Correspondance de Gustave Flaubert/Tome 4/0605

Louis Conard (Volume 4p. 312-315).

605. À MADEMOISELLE LEROYER DE CHANTEPIE.
Croisset, 18 février 1859.
Chère Demoiselle,

Mes malles sont faites et je vous écris sur ma table désencombrée de ses livres et de ses paperasses. Demain matin je pars pour Paris où je vais rester trois mois. Mais je ne veux pas m’en aller sans répondre à votre dernière lettre.

Je ne vous ai nullement oubliée quant à votre article, mais il est d’un placement difficile à cause du sujet, qui est peu dans le goût du jour (style journaliste). J’essaierai encore dans l’Artiste, mais j’ai peu d’espoir. Quant à la Presse, je suis en délicatesse avec cette feuille (tout cela entre nous). Ils m’ont refusé un service analogue que je leur demandais et auquel je tenais beaucoup. Voilà la vérité.

Combien votre lettre m’a ému avec la description de votre vieille maison pleine de tableaux de famille. Comme cela fait rêver, les vieux portraits ! Je vous aime pour cet arbre, ce noyer que vous aimez. Pauvre chose que nous ! Comme nous nous attachons aux choses ! C’est surtout quand on voyage que l’on sent profondément la mélancolie de la matière, qui n’est que celle de notre âme projetée sur les objets. Il m’est arrivé d’avoir des larmes aux yeux en quittant tel paysage. Pourquoi ?

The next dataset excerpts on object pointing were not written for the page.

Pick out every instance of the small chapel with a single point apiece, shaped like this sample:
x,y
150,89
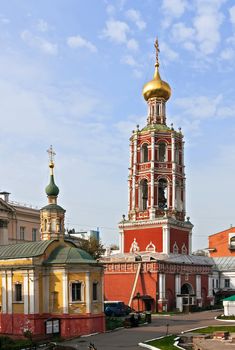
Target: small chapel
x,y
50,286
155,269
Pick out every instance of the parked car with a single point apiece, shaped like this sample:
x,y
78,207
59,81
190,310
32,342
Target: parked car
x,y
116,308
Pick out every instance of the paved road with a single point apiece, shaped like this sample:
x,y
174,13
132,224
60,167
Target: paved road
x,y
130,337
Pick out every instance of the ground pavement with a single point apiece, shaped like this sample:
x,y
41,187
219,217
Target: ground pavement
x,y
129,338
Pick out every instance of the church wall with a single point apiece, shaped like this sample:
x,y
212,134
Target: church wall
x,y
221,243
118,284
145,235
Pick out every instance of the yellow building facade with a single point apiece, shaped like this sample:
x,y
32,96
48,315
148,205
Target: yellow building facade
x,y
50,286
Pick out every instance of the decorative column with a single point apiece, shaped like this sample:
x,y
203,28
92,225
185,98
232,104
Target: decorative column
x,y
88,296
198,290
46,291
173,171
152,209
162,286
9,292
26,293
134,176
166,239
4,292
33,293
65,291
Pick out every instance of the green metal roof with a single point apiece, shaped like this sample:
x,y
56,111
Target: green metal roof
x,y
52,189
232,298
53,207
69,255
24,250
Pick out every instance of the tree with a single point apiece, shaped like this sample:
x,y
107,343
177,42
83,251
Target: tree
x,y
92,246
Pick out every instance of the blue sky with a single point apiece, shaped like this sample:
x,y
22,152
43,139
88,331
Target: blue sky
x,y
71,75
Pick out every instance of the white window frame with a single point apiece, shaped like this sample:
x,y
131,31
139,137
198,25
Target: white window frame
x,y
82,292
97,291
14,292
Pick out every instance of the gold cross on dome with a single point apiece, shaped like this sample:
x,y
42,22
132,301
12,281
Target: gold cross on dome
x,y
51,154
157,51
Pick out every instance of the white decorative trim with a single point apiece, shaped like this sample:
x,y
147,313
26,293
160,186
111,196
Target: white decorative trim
x,y
150,247
134,247
4,292
88,294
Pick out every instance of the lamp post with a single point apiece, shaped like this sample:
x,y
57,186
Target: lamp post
x,y
138,300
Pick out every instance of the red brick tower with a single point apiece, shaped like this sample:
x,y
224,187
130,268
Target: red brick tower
x,y
156,209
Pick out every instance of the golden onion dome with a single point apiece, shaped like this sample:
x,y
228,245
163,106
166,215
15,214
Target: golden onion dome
x,y
156,87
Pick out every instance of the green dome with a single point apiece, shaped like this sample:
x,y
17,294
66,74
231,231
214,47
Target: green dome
x,y
69,255
52,189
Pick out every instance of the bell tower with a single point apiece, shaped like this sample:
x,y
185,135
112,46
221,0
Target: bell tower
x,y
52,215
156,182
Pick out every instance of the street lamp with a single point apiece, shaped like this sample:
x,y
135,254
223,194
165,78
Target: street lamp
x,y
138,300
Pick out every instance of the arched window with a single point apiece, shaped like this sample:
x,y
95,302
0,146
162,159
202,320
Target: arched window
x,y
162,152
177,153
162,193
144,153
144,194
184,249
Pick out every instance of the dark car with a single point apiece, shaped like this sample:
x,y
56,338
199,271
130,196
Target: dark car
x,y
116,308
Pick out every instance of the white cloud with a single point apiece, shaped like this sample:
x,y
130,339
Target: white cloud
x,y
42,25
39,43
130,61
136,17
116,31
232,15
207,24
110,9
78,41
169,54
227,54
132,44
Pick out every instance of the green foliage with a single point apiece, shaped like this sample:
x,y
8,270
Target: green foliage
x,y
166,343
7,343
92,246
222,317
114,322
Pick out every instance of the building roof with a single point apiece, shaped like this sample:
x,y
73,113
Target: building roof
x,y
53,206
24,250
224,263
171,258
69,255
232,298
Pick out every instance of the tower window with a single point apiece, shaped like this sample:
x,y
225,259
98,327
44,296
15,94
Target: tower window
x,y
162,152
18,292
22,232
144,194
227,283
144,153
162,194
76,291
95,291
34,234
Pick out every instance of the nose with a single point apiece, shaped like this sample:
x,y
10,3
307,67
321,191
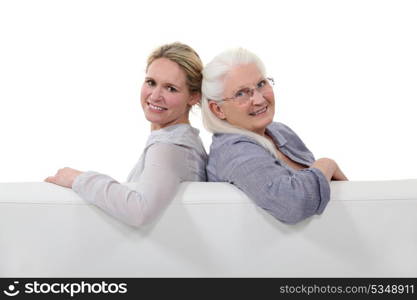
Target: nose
x,y
156,94
257,98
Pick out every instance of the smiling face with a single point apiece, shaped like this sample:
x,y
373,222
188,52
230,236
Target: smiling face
x,y
165,97
256,113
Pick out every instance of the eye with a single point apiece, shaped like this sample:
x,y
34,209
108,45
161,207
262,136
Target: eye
x,y
150,82
171,89
261,83
241,93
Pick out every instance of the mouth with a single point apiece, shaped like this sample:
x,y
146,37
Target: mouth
x,y
259,111
156,107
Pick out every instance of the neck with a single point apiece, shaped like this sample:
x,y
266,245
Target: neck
x,y
157,126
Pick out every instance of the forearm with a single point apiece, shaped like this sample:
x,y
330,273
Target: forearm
x,y
327,166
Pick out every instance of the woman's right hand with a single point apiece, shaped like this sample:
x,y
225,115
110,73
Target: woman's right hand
x,y
329,168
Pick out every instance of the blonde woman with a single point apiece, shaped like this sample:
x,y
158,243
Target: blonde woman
x,y
174,152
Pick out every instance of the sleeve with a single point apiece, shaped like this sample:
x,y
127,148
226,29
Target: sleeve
x,y
163,169
289,196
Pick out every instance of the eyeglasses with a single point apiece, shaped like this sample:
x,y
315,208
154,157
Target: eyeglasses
x,y
245,94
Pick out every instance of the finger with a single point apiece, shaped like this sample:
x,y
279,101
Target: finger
x,y
50,179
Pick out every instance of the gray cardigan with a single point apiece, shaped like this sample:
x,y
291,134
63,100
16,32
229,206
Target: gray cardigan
x,y
287,194
172,155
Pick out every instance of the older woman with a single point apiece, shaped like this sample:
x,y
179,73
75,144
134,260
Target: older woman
x,y
173,152
265,159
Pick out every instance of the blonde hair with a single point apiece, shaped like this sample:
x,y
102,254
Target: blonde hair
x,y
186,57
212,89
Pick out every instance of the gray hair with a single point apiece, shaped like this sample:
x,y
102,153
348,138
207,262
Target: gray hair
x,y
212,90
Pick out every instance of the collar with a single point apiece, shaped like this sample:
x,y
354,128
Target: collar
x,y
273,131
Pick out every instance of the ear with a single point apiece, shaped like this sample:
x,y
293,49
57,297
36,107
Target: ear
x,y
216,110
194,98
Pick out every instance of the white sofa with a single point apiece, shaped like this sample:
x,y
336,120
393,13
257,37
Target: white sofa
x,y
369,229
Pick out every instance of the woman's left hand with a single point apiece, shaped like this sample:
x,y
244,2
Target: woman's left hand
x,y
64,177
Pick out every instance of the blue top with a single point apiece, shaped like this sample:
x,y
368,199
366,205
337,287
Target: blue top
x,y
287,194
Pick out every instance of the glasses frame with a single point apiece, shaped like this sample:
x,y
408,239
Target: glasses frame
x,y
270,80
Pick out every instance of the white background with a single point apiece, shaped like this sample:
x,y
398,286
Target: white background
x,y
71,71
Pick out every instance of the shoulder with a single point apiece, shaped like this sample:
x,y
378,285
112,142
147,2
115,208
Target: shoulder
x,y
234,148
182,135
281,128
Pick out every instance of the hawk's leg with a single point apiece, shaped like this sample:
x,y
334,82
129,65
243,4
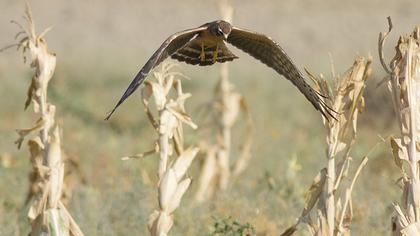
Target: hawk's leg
x,y
216,53
202,54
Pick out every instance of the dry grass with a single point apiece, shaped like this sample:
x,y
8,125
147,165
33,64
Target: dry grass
x,y
116,202
171,116
47,213
328,208
403,84
223,114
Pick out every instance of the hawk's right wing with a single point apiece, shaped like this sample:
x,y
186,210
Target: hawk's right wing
x,y
271,54
169,47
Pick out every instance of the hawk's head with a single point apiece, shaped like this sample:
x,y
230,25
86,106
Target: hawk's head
x,y
221,29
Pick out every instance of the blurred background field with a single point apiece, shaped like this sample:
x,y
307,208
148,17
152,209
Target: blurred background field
x,y
100,46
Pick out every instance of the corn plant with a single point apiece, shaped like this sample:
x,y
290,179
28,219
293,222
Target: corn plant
x,y
47,214
171,115
225,109
326,212
403,84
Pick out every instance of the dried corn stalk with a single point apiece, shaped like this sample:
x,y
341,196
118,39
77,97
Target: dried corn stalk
x,y
325,211
226,106
404,85
169,126
47,214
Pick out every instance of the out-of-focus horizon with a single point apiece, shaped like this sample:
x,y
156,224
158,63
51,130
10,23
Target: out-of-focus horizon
x,y
98,31
101,45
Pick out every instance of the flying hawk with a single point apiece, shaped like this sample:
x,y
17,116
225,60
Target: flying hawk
x,y
206,45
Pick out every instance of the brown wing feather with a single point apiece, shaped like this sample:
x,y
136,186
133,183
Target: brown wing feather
x,y
190,54
271,54
170,46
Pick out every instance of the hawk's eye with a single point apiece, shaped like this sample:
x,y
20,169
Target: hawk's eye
x,y
219,32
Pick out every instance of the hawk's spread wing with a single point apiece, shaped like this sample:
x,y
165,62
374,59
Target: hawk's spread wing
x,y
169,47
270,53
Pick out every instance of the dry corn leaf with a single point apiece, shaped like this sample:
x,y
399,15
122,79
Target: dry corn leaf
x,y
164,224
312,195
399,152
180,190
25,132
167,188
183,162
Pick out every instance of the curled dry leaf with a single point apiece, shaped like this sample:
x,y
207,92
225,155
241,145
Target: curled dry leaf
x,y
167,188
183,162
314,191
180,190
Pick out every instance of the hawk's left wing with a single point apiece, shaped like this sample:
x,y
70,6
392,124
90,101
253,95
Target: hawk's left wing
x,y
169,47
271,54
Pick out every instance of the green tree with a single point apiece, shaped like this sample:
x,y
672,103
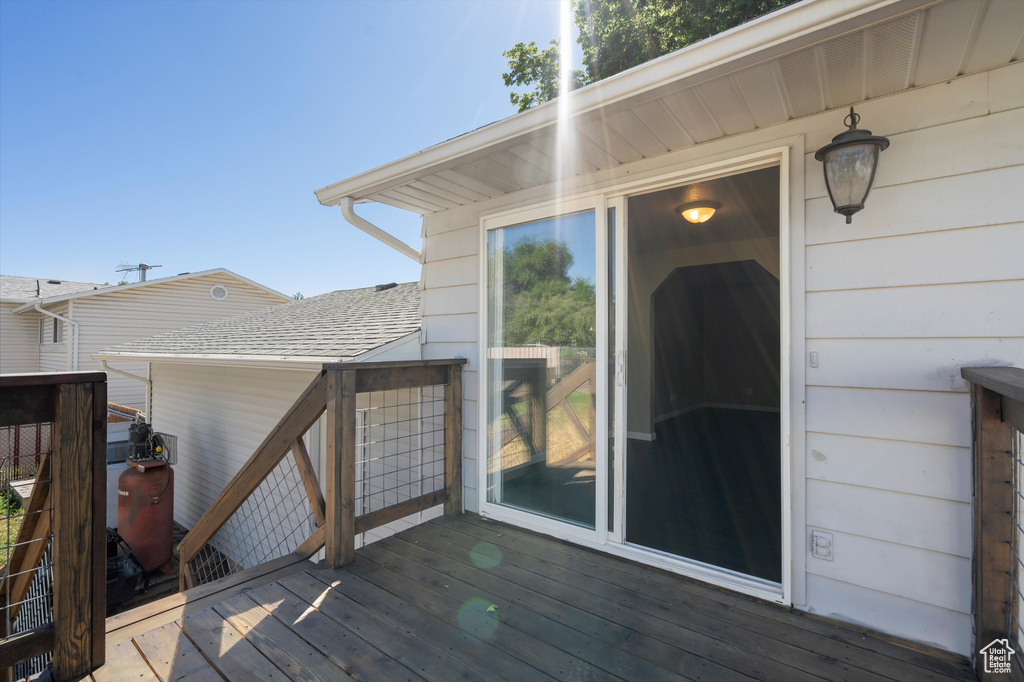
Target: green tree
x,y
543,304
616,35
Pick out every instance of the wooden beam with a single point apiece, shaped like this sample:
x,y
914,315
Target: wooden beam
x,y
98,554
453,441
296,421
309,480
340,539
993,521
73,512
577,424
570,384
390,378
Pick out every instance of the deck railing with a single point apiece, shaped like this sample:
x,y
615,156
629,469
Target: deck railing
x,y
393,448
997,423
52,541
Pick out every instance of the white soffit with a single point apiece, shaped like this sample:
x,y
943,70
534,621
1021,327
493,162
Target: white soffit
x,y
920,47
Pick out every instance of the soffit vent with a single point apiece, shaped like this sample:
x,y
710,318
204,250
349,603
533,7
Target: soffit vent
x,y
802,83
501,179
832,75
844,59
892,54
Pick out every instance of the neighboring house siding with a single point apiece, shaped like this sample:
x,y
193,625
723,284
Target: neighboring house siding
x,y
134,313
54,356
221,415
928,279
18,340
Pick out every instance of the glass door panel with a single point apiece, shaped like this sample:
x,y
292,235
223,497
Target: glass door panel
x,y
542,368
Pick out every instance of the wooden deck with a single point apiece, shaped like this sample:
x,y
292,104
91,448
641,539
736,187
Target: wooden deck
x,y
466,599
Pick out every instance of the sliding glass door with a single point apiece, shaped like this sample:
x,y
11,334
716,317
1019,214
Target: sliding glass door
x,y
545,331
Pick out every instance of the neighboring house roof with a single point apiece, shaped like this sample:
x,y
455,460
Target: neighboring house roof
x,y
331,327
23,290
57,298
806,58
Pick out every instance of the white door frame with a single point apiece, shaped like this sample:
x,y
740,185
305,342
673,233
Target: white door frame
x,y
788,156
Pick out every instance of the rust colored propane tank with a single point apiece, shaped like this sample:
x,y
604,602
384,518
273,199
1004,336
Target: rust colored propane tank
x,y
145,513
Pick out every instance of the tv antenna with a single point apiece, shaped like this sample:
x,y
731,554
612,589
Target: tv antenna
x,y
140,268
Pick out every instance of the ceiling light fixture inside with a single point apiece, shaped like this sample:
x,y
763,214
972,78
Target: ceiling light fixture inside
x,y
698,212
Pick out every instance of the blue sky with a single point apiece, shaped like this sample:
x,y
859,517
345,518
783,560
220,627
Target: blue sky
x,y
192,134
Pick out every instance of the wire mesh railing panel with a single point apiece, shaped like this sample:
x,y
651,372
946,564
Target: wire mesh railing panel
x,y
271,522
22,448
26,536
399,437
1015,611
37,610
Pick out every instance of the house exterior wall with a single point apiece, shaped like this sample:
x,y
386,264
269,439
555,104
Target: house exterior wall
x,y
220,416
120,316
929,278
18,340
54,356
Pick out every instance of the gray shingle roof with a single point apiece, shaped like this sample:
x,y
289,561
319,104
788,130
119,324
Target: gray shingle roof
x,y
24,289
342,324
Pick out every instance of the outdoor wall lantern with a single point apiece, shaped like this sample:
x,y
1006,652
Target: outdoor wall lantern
x,y
698,211
850,162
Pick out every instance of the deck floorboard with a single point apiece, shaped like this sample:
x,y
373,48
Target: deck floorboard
x,y
468,599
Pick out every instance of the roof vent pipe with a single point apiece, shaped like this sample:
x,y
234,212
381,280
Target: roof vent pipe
x,y
377,232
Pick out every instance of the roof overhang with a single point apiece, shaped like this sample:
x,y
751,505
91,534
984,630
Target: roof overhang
x,y
251,360
224,359
810,57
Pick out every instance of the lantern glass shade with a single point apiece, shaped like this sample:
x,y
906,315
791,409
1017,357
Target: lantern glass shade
x,y
849,174
849,163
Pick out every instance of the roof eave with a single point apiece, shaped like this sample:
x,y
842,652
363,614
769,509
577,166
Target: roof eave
x,y
764,38
107,290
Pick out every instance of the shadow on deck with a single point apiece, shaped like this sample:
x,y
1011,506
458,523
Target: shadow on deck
x,y
465,599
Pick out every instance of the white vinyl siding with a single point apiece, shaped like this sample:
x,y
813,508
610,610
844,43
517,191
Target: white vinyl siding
x,y
928,279
54,356
18,340
120,316
220,417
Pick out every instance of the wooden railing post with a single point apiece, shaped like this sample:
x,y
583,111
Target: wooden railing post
x,y
453,441
340,493
993,506
76,551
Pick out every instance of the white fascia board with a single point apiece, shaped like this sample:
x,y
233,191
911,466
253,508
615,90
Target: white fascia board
x,y
762,39
222,359
137,285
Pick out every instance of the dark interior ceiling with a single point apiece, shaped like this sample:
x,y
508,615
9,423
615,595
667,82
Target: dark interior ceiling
x,y
750,211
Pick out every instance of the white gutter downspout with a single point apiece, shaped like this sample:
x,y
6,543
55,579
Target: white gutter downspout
x,y
74,325
377,232
147,382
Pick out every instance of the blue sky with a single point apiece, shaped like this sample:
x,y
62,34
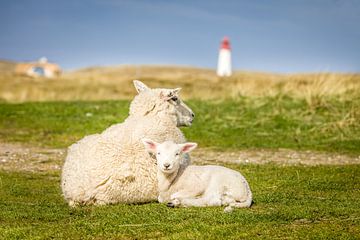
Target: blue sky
x,y
276,36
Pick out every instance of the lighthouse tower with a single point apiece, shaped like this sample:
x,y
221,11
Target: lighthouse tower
x,y
224,62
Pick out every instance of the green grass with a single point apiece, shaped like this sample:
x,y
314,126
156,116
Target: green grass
x,y
247,122
290,203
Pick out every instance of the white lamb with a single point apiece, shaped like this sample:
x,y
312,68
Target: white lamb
x,y
112,167
197,186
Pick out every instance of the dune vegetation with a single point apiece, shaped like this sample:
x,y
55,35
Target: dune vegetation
x,y
305,113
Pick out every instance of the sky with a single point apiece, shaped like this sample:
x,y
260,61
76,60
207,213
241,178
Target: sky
x,y
266,35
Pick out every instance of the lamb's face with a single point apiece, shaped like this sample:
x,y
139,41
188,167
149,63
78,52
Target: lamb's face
x,y
168,154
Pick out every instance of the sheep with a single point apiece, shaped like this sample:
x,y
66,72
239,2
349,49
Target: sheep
x,y
112,167
197,186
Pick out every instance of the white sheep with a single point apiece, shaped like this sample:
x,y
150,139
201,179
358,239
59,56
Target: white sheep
x,y
197,186
112,167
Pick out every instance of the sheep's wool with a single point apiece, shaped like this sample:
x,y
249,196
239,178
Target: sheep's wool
x,y
113,167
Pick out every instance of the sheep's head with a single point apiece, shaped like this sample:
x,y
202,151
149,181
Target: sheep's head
x,y
161,101
168,154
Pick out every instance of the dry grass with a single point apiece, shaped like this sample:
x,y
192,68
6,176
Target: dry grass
x,y
107,83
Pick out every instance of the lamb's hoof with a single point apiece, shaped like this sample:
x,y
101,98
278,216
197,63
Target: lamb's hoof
x,y
170,204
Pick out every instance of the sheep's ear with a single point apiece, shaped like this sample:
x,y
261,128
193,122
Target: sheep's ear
x,y
139,86
188,147
150,145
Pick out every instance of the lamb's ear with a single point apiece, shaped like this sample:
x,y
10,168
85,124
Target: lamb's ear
x,y
168,94
149,144
139,86
188,147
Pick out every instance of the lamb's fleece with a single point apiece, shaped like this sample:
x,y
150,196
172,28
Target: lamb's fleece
x,y
112,167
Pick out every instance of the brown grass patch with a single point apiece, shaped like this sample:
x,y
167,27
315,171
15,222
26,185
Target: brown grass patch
x,y
109,83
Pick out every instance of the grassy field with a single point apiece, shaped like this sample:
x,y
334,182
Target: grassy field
x,y
290,203
316,112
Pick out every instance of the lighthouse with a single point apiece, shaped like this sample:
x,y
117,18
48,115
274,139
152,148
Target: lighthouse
x,y
224,61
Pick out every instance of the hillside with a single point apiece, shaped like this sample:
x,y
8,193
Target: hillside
x,y
7,66
106,83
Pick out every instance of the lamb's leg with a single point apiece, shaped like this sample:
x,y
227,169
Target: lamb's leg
x,y
191,201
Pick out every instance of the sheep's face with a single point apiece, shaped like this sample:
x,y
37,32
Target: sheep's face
x,y
184,115
161,101
168,154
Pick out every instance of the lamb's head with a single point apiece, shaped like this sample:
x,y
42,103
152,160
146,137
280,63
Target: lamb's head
x,y
168,154
162,102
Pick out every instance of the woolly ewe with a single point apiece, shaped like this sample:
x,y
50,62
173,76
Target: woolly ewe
x,y
112,167
197,186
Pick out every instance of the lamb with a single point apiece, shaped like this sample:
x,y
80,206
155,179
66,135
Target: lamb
x,y
197,186
112,167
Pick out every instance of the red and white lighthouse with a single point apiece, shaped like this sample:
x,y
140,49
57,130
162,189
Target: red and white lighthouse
x,y
224,61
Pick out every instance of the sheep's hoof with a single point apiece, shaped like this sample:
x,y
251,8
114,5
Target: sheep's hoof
x,y
170,204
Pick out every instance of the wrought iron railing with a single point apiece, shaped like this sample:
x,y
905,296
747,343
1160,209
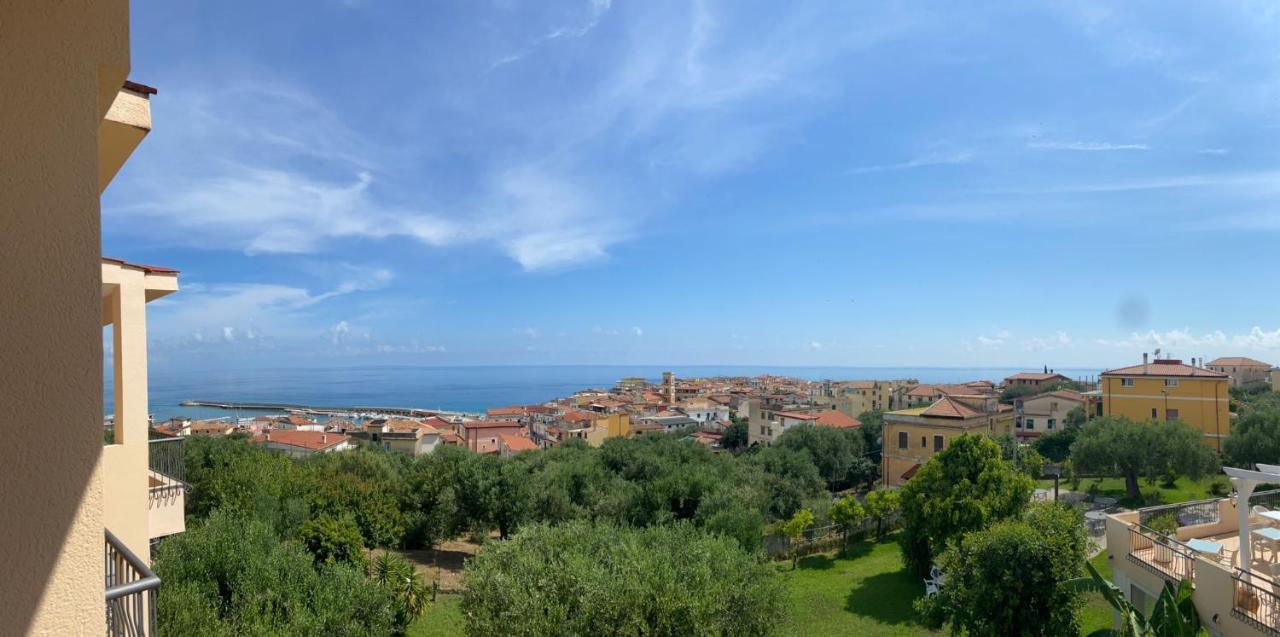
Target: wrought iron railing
x,y
167,464
1255,601
1161,555
131,592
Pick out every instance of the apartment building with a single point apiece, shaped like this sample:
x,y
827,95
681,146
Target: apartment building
x,y
1240,370
912,436
76,513
1166,389
1045,413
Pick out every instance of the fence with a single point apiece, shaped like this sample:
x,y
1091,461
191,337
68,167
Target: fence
x,y
824,539
131,592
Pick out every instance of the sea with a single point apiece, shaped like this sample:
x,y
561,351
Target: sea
x,y
469,388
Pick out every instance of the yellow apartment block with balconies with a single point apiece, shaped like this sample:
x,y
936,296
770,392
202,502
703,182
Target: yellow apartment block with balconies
x,y
77,514
1166,389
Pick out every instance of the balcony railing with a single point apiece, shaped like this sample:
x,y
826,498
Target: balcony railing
x,y
1161,555
167,464
131,592
1256,603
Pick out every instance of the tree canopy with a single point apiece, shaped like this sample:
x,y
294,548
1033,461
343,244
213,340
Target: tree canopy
x,y
964,487
583,578
1112,445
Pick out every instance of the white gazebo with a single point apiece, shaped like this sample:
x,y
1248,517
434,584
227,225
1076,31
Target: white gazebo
x,y
1244,482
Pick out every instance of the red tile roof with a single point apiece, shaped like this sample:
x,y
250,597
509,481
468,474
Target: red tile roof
x,y
516,444
950,408
311,440
1238,361
1165,367
833,418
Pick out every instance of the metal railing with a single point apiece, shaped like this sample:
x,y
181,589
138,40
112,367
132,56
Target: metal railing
x,y
1255,601
131,592
167,464
1161,555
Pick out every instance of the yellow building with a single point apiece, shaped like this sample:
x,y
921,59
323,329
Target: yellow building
x,y
69,122
912,436
1166,389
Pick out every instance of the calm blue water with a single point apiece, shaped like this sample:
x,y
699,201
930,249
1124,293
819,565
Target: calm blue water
x,y
471,389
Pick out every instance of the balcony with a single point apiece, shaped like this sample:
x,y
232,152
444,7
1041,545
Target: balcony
x,y
131,592
167,496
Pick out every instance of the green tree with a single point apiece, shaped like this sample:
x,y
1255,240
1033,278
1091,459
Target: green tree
x,y
333,539
794,528
583,578
881,505
1255,438
1114,445
1173,615
848,513
965,487
1010,578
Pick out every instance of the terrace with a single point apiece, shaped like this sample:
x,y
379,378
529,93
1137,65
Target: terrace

C’est une triste histoire que celle de cette jeune fille, votre parente, devenue folle par suite d’idées religieuses, mais c’est une histoire commune. Il faut avoir le tempérament robuste pour monter sur les cimes du mysticisme sans y perdre la tête. Et puis, il y a dans tout cela (chez les femmes surtout) des questions de tempérament qui compliquent la douleur. Ne voyez-vous pas qu’elles sont toutes amoureuses d’Adonis ? C’est l’éternel époux qu’elles demandent. Ascétiques ou libidineuses, elles rêvent l’amour, le grand amour ; et pour les guérir (momentanément du moins) ce n’est pas une idée qu’il leur faut, mais un fait, un homme, un enfant, un amant. Cela vous paraît cynique. Mais ce n’est pas moi qui ai inventé la nature humaine. Je suis convaincu que les appétits matériels les plus furieux se formulent insciemment par des élans d’idéalisme, de même que les extravagances charnelles les plus immondes sont engendrées par le désir pur de l’impossible, l’aspiration éthérée de la souveraine joie. Et d’ailleurs je ne sais (et personne ne sait) ce que veulent dire ces deux mots : âme et corps, où l’une finit, où l’autre commence. Nous sentons des forces et puis c’est tout. Le matérialisme et le spiritualisme pèsent encore trop sur la science de l’homme pour que l’on étudie impartialement tous ces phénomènes. L’anatomie du cœur humain n’est pas encore faite. Comment voulez-vous qu’on le guérisse ? Ce sera l’unique gloire du XIXe siècle que d’avoir commencé ces études. Le sens historique est tout nouveau dans ce monde. On va se mettre à étudier les idées comme des faits, et à disséquer les croyances comme des organismes. Il y a toute une école qui travaille dans l’ombre et qui fera quelque chose, j’en suis sûr.

Lisez-vous les beaux travaux de Renan ? Connaissez-vous les livres de Lanfrey, de Maury ?

Moi, dans ces derniers temps, je suis revenu incidemment à ces études psycho-médicales qui m’avaient tant charmé il y a dix ans, lorsque j’écrivais mon Saint Antoine. À propos de ma Salammbô, je me suis occupé d’hystérie et d’aliénation mentale. Il y a des trésors à découvrir dans tout cela. Mais la vie est courte et l’art est long, presque impossible même lorsqu’on écrit dans une langue usée jusqu’à la corde, vermoulue, affaiblie et qui craque sous le doigt à chaque effort. Que de découragements et d’angoisses cet amour du beau ne donne-t-il pas ? J’ai d’ailleurs entrepris une chose irréalisable. N’importe ; si je fais rêver quelques nobles imaginations, je n’aurai pas perdu mon temps. Je suis à peu près au quart de ma besogne. J’en ai encore pour deux ans.